The suite classifies the input and desired output, then selects a conversion path that extracts semantic content (text, headings, lists, tables, simple grids) and reconstructs it in the target format. It uses tested Python libraries for parsing and writing, applies heuristics for improved heading detection, and emits truncation or safety warnings for large spreadsheets or long PDFs. For folders, a batch mode processes many files with consistent rules and overwrite or outdir controls.

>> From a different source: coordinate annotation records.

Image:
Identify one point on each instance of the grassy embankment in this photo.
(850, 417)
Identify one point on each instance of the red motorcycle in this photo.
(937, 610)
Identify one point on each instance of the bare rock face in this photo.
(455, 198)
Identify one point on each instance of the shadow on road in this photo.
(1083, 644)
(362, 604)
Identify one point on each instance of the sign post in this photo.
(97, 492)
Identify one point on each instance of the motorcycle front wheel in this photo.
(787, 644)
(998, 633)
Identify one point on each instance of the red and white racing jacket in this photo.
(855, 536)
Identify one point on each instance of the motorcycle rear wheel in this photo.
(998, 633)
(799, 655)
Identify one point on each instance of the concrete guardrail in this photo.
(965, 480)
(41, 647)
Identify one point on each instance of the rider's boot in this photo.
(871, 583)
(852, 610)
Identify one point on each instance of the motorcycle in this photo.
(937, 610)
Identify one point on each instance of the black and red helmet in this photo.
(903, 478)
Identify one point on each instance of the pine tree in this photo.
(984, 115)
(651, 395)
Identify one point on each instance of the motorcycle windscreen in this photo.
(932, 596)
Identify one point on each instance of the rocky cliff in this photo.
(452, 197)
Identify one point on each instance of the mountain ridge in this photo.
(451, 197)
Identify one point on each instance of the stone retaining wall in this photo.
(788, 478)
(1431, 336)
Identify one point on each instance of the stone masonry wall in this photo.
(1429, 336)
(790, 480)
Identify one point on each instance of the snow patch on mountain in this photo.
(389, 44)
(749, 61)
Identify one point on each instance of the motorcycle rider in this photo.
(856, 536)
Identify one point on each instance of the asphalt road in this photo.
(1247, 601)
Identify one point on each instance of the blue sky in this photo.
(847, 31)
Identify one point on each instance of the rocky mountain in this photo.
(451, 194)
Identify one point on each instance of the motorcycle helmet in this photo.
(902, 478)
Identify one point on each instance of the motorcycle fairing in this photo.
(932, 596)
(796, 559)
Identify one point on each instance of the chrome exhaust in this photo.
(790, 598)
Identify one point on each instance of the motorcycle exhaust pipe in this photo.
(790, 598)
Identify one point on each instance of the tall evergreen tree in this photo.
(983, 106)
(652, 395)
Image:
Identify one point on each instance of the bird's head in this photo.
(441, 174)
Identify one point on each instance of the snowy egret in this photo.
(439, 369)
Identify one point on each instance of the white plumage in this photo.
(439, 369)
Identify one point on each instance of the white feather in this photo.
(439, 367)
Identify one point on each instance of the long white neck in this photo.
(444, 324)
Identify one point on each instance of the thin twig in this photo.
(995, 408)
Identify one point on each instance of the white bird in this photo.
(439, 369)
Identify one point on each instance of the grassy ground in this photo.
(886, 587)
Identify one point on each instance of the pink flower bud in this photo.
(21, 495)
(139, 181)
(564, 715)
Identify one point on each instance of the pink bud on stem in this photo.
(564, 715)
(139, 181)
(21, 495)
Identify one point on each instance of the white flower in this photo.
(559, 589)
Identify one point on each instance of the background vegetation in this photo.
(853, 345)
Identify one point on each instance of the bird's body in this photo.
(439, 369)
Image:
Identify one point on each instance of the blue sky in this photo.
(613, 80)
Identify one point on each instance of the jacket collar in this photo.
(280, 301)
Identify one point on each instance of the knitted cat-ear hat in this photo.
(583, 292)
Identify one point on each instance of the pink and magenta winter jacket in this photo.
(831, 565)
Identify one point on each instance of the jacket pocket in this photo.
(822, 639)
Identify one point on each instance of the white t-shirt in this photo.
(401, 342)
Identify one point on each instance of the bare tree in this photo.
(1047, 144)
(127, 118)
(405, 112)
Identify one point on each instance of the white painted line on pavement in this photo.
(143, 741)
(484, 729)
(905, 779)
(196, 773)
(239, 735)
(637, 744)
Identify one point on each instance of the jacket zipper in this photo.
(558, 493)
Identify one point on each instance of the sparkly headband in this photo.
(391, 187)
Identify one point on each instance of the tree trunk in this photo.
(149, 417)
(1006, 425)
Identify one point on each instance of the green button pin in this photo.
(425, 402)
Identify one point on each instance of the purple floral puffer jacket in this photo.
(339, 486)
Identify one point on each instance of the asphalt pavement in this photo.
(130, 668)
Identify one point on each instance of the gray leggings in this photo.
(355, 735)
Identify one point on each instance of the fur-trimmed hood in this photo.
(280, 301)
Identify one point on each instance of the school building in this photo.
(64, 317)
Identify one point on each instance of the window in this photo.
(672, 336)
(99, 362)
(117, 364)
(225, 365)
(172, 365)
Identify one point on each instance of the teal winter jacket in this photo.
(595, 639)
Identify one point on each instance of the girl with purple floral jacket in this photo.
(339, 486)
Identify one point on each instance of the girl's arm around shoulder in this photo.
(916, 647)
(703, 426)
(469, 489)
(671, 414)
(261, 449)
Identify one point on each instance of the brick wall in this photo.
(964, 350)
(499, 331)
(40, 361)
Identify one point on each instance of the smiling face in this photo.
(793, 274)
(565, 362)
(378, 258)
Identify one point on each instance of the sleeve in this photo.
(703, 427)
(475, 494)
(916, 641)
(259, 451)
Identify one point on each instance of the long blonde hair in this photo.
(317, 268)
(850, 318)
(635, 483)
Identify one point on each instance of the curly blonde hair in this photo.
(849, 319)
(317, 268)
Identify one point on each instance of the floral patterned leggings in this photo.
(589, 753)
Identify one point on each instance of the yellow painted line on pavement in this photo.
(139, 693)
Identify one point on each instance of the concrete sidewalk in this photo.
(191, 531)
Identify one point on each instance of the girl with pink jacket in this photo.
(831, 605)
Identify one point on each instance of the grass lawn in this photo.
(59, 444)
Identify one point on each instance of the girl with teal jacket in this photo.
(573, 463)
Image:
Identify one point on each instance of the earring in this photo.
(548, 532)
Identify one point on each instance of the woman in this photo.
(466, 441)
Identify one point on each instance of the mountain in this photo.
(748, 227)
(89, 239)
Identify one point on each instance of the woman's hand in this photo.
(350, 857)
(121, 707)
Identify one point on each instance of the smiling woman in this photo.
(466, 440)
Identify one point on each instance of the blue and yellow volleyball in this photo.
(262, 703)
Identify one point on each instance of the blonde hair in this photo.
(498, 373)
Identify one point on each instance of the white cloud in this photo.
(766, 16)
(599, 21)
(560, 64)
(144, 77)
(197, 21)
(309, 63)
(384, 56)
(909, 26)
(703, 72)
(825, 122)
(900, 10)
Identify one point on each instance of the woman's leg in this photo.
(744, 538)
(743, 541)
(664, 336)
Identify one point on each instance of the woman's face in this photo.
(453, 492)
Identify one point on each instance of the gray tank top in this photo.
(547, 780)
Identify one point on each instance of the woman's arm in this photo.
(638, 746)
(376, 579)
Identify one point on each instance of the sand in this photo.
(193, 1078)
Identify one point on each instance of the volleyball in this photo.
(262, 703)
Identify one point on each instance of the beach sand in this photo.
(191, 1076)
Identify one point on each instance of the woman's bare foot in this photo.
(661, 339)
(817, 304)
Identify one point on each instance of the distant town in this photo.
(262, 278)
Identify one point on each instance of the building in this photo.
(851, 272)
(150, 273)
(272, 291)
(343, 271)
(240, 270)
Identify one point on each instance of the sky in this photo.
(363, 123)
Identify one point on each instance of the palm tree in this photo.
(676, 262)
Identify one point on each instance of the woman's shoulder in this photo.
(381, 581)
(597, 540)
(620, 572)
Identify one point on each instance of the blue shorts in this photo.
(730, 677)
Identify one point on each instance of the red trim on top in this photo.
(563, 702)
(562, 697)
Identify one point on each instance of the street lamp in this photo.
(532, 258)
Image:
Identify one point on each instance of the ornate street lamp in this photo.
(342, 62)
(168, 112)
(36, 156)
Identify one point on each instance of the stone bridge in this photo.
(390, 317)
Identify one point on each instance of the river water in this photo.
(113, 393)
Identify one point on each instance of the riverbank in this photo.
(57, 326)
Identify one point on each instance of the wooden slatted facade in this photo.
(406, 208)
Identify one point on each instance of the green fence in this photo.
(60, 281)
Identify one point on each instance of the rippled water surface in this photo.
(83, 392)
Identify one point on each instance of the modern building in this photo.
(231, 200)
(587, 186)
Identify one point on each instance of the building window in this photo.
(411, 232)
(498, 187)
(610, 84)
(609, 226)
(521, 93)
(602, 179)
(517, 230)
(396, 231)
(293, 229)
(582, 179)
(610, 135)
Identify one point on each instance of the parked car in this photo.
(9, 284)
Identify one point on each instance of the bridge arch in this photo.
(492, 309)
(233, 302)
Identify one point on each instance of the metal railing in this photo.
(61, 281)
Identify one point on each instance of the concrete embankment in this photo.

Does the tool preserve exact visual layout and fonts?
No. It preserves semantic structure (text, headings, lists, basic tables). It does not guarantee pixel-perfect visual fidelity, fonts, spacing, images, charts, or animations.
Can it convert scanned PDFs or images with text?
Not directly. Scanned PDFs require OCR before using this converter; the suite relies on text extraction libraries and does not perform OCR.